Cochlear implant surgery is a treatment for individuals with severe hearing loss. It involves inserting an array of electrodes inside the cochlea to electrically stimulate the auditory nerve and restore hearing sensation. A crucial step in this procedure is mastoidectomy, a surgical intervention that removes part of the mastoid region of the temporal bone, providing a critical pathway to the cochlea for electrode placement.
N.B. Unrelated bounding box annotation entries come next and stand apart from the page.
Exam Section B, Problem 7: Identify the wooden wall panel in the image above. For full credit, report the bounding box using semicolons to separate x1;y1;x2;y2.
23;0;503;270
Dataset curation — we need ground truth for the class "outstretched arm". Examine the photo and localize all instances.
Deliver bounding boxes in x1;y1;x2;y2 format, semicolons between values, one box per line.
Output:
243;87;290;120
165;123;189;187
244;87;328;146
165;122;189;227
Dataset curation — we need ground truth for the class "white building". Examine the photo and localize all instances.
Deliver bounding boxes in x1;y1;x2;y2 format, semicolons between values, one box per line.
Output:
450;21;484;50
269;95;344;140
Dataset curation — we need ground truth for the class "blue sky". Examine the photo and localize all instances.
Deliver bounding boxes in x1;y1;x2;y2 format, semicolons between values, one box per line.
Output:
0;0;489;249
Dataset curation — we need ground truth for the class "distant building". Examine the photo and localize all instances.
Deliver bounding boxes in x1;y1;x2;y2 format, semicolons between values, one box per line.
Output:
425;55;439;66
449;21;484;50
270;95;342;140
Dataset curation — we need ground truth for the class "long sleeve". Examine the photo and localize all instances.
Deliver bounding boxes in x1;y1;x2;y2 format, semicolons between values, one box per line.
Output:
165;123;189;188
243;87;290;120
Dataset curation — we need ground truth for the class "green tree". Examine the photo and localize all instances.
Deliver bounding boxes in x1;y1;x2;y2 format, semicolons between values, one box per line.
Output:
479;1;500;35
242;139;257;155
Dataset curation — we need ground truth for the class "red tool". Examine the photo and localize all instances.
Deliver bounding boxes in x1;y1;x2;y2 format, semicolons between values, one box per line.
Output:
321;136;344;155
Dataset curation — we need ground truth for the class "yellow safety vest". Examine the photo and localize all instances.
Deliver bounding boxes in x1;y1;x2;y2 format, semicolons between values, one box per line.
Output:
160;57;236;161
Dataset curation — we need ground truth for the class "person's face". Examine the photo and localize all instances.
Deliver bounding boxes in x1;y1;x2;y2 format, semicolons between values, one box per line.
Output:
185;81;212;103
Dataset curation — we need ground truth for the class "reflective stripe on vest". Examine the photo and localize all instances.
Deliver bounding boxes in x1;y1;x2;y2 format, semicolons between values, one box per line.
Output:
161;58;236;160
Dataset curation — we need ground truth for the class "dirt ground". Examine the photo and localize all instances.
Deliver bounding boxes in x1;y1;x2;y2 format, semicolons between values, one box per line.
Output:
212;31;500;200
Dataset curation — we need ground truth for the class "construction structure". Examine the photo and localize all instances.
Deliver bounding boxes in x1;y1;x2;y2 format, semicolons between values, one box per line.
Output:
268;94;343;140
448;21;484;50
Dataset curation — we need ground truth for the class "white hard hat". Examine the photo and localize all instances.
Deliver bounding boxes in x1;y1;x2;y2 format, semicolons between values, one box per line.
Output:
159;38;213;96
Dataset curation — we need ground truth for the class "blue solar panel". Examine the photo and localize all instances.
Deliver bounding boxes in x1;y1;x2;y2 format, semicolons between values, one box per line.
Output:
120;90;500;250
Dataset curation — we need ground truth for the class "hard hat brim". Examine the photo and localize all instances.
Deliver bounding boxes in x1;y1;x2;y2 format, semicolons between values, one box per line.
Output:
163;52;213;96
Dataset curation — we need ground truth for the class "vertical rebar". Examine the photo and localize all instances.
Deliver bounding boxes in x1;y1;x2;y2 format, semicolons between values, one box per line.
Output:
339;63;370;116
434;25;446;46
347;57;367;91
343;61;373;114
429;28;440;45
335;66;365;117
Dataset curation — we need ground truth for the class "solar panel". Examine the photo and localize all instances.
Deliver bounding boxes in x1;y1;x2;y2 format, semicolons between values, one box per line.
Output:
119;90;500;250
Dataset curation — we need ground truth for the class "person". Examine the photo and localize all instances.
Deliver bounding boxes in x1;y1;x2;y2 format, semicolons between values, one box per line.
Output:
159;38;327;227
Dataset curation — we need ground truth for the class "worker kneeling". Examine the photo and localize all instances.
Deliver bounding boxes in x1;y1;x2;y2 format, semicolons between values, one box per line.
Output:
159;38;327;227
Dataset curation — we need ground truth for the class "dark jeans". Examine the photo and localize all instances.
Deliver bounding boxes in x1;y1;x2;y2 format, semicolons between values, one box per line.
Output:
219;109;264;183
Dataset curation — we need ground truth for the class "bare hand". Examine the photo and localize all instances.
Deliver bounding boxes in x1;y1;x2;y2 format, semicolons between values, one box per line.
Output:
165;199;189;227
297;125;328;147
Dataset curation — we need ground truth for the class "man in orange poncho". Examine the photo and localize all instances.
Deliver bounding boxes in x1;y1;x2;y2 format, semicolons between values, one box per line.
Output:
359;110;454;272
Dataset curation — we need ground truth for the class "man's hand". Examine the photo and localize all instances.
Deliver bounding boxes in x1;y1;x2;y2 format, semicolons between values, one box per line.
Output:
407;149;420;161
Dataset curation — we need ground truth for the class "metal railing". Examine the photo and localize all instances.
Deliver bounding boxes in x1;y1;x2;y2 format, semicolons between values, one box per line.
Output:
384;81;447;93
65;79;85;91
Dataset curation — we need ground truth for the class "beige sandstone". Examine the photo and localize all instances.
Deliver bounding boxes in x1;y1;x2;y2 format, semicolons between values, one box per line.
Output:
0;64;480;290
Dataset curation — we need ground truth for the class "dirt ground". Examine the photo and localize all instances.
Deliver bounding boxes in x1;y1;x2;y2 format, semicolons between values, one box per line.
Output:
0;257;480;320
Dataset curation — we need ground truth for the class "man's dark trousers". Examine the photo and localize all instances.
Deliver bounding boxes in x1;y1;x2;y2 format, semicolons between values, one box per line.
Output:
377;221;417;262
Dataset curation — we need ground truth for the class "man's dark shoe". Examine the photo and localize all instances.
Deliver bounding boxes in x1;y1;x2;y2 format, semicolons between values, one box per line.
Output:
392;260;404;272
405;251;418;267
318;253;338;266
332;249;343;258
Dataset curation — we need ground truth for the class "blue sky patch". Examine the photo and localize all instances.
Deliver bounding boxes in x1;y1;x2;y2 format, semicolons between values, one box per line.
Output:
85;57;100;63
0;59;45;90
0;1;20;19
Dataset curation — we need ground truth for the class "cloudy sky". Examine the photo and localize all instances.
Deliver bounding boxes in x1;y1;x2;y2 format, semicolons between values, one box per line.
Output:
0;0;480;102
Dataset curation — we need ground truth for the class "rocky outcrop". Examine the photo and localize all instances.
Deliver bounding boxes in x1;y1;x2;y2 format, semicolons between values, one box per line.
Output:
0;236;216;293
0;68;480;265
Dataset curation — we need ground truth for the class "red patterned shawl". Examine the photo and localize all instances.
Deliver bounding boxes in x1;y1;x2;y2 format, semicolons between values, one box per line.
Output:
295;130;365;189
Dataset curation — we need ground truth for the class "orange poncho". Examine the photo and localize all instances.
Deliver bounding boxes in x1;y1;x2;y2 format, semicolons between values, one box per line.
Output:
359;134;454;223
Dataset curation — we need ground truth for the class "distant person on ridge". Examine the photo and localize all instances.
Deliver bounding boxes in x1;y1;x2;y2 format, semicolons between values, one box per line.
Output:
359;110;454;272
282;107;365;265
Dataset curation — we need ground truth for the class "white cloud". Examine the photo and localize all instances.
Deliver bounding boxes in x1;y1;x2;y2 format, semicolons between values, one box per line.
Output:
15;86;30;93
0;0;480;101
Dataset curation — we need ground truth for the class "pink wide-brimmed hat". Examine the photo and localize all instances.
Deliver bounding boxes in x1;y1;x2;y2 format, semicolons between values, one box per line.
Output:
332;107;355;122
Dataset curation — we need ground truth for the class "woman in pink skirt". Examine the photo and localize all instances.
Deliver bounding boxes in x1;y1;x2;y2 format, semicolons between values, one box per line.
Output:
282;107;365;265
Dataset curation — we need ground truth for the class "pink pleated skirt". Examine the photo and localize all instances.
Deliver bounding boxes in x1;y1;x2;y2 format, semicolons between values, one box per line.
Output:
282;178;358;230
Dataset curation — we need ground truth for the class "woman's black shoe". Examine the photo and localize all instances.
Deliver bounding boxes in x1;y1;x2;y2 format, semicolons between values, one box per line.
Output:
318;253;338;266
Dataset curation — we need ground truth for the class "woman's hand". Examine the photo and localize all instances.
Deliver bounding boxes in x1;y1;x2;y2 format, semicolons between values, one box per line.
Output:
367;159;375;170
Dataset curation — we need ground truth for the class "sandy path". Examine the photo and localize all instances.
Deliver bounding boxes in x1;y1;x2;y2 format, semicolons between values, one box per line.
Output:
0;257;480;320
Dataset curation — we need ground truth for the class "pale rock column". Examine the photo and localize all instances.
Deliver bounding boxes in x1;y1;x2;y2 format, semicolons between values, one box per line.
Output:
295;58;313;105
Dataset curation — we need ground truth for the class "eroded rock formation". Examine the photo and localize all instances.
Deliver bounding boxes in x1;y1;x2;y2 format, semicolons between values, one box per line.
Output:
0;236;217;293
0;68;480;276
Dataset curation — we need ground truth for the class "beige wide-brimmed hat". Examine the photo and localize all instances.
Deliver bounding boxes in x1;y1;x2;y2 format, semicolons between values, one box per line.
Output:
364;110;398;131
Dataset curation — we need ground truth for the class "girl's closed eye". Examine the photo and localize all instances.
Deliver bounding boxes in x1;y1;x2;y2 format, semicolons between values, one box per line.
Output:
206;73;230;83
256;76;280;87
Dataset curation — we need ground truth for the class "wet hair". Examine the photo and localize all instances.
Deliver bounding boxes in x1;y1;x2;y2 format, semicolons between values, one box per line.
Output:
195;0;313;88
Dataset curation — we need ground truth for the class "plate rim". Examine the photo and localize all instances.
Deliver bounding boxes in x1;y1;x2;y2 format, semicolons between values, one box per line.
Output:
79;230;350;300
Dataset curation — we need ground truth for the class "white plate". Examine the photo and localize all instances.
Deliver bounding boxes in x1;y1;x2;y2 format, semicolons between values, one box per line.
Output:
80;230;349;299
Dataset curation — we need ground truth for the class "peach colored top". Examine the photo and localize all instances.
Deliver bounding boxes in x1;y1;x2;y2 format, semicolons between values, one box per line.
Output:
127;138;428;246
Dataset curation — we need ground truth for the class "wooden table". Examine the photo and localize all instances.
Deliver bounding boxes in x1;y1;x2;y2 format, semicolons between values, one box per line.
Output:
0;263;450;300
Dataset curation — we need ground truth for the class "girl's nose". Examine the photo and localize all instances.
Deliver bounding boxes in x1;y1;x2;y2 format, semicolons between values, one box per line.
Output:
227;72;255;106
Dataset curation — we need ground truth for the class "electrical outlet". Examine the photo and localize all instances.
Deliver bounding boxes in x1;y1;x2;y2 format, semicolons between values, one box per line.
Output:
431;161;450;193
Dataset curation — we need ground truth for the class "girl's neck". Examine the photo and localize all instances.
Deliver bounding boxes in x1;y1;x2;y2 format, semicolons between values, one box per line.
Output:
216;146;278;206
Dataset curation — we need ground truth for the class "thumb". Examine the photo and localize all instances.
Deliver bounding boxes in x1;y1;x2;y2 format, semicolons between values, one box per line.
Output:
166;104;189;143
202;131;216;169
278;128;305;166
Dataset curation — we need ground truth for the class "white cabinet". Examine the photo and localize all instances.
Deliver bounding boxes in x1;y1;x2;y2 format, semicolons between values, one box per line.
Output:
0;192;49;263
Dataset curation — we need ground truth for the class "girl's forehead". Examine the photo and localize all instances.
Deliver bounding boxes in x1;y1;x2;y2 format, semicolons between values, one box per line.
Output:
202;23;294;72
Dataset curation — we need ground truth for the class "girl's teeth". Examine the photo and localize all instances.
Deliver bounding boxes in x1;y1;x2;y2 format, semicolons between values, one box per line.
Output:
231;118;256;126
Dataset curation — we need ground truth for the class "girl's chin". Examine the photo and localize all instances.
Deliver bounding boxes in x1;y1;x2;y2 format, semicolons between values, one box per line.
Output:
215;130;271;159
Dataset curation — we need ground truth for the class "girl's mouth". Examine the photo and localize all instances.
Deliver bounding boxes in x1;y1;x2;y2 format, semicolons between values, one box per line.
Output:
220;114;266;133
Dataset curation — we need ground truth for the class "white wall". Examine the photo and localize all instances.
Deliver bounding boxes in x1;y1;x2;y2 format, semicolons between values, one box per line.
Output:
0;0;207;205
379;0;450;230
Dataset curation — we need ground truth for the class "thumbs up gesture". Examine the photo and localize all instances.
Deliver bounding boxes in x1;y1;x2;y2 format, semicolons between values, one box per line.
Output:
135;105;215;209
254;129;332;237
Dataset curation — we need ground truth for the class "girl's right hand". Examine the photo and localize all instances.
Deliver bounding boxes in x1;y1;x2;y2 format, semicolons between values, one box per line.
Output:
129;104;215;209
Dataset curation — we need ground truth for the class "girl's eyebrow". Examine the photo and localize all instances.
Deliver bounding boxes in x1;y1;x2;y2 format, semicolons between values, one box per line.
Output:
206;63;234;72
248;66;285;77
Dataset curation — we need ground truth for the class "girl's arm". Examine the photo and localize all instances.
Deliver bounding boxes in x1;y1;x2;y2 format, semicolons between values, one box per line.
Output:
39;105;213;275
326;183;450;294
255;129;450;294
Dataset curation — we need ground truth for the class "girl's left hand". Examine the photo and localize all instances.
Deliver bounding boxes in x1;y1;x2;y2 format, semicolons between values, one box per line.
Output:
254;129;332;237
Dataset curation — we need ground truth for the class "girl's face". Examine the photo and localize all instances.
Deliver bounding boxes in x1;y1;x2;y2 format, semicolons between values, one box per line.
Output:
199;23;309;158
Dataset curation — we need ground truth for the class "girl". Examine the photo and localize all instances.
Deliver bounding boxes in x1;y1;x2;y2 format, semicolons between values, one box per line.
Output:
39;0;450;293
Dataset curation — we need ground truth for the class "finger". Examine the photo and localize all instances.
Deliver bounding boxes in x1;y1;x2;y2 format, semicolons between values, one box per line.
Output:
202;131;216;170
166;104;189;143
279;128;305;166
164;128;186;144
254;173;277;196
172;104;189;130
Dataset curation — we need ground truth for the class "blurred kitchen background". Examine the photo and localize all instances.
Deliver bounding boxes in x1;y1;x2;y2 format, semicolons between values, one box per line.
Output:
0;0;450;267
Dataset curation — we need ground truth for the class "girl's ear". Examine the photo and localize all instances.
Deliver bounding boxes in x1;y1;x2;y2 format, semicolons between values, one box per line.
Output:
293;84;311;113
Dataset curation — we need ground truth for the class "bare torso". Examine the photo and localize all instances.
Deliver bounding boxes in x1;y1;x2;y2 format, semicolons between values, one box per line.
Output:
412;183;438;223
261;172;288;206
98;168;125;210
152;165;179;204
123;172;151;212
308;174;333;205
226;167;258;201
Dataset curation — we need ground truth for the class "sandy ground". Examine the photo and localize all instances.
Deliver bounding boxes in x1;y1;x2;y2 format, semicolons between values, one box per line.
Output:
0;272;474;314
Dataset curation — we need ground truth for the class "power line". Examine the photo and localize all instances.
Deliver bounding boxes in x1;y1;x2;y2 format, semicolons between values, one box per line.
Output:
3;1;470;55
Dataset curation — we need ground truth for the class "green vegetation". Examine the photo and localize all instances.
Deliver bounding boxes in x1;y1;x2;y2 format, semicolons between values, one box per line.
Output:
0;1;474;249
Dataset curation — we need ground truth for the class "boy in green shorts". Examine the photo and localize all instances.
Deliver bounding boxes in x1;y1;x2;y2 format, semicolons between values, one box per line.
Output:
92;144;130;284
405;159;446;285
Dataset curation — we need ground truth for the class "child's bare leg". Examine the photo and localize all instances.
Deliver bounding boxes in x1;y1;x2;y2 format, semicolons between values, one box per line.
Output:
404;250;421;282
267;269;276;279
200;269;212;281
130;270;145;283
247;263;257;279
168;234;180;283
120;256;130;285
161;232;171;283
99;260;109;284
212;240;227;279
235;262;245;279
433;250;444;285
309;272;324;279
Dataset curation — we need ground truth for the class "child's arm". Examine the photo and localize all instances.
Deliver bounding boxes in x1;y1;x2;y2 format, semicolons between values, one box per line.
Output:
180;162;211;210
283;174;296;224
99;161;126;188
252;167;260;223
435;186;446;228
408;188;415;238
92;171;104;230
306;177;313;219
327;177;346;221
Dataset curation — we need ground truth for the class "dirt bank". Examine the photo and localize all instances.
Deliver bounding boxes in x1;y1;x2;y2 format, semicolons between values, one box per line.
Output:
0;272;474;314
Accurate prediction of the mastoidectomy region from preoperative imaging assists presurgical planning, reduces surgical risks, and improves surgical outcomes. In previous work, a self-supervised network was introduced to predict the mastoidectomy region using only preoperative CT scans. While promising, the method suffered from suboptimal robustness, limiting its practical application. To address this limitation, we propose a novel weakly-supervised Mamba-based framework to predict accurate mastoidectomy regions directly from preoperative CT scans. Our approach utilizes a 3D T-Distribution loss function inspired by the Student-t distribution, which effectively handles the complex geometric variability inherent in mastoidectomy shapes. Weak supervision is achieved using the segmentation results from the prior self-supervised network to eliminate the need for manual data cleaning or labeling throughout the training process. The proposed method is extensively evaluated against state-of-the-art approaches, demonstrating superior performance in predicting accurate and clinically relevant mastoidectomy regions. Our findings highlight the robustness and efficiency of the weakly-supervised learning framework with the proposed novel 3D T-Distribution loss.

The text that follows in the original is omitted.